Mount Barker's living library
by Ian Hildebrand [Mount Barker Community Library, South Australia, Australia], inCite 28(4):19, April 2007.
“On Australia Day 2007 the Mount Barker Community Library invited residents to borrow a Living Book from South Australia’s first Living Library. The aims of a Living Library are to bring people into contact with someone they might not meet or associate with in their ordinary day-to-day-life, to break down barriers and dissolve stereotypes.

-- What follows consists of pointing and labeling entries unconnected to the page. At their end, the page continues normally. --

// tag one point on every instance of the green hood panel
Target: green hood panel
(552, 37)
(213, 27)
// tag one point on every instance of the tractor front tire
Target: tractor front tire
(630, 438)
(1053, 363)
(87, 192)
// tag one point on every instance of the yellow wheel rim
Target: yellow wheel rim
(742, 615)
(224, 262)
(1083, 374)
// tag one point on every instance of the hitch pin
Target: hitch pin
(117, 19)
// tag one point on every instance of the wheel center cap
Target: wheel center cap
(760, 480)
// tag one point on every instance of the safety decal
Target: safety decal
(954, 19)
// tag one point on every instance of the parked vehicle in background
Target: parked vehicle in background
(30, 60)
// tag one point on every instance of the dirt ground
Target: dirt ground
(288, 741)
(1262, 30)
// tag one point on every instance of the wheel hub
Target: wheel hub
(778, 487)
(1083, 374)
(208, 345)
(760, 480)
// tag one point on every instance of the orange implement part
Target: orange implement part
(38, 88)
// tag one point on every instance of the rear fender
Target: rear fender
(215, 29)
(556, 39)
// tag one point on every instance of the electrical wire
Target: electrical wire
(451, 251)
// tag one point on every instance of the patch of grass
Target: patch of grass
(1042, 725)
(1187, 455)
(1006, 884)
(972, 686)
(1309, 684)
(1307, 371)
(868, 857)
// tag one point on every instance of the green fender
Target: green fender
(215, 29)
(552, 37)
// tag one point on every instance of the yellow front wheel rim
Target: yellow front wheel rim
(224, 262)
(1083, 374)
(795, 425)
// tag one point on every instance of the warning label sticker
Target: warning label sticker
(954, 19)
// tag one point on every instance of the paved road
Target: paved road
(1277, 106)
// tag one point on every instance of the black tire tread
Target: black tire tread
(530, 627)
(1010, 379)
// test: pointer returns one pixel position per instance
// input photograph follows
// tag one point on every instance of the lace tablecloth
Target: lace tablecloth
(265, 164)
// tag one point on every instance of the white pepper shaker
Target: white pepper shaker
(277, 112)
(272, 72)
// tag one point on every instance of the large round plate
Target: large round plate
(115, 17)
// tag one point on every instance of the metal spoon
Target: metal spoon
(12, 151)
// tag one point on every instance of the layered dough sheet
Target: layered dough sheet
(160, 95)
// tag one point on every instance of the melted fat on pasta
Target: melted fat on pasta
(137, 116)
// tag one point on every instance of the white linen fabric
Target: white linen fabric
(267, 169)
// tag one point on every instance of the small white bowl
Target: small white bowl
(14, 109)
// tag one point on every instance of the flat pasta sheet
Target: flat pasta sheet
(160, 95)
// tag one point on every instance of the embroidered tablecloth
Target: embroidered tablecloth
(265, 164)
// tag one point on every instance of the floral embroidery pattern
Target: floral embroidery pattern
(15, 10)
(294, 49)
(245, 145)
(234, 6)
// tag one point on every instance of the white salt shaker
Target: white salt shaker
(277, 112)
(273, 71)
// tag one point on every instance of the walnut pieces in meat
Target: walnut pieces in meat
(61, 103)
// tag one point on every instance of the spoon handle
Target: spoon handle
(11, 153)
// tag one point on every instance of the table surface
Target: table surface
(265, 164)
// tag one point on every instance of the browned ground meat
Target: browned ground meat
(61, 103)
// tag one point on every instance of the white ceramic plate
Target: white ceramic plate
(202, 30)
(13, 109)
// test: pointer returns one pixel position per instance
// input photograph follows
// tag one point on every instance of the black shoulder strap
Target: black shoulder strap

“Readers of the Living Library could check out a Living Book for a half-hour chat, and ask questions about that person’s life. Some of the ‘Books’ in the Living Library were people representing groups frequently confronted with prejudices and stereotypes. Others were South Australians with interesting life stories to share. Living book titles at the Mount Barker Living Library included old people; hippies; a human rights activist; a human zoo participant and animal rights activist; an indigenous woman; a Jewish couple, a Muslim, a Catholic nun, a Chilean refugee, a Vietnam war orphan and a witch.
“All books got a good reading with at least seven loans per title. Best sellers were the Muslim (29 loans); indigenous woman (19 loans); witch (18 loans) refugee (15 loans) and Vietnamese war orphan (13 loans). In total, the 16 Living Books received 152 loans from 58 registered readers during the five-hour duration of the Living Library.
“Lismore [New South Wales] was the first Australian library I know of to hold [a Living Library event] (November 2006). Bayside in Victoria have on planned for Library Week this year (Mount Barker’s second one will also be held during Library Week 2007). A Living Library was held at the Malmo [Sweden] festival in 2005 and they have been operating at youth festivals in Denmark since 2000."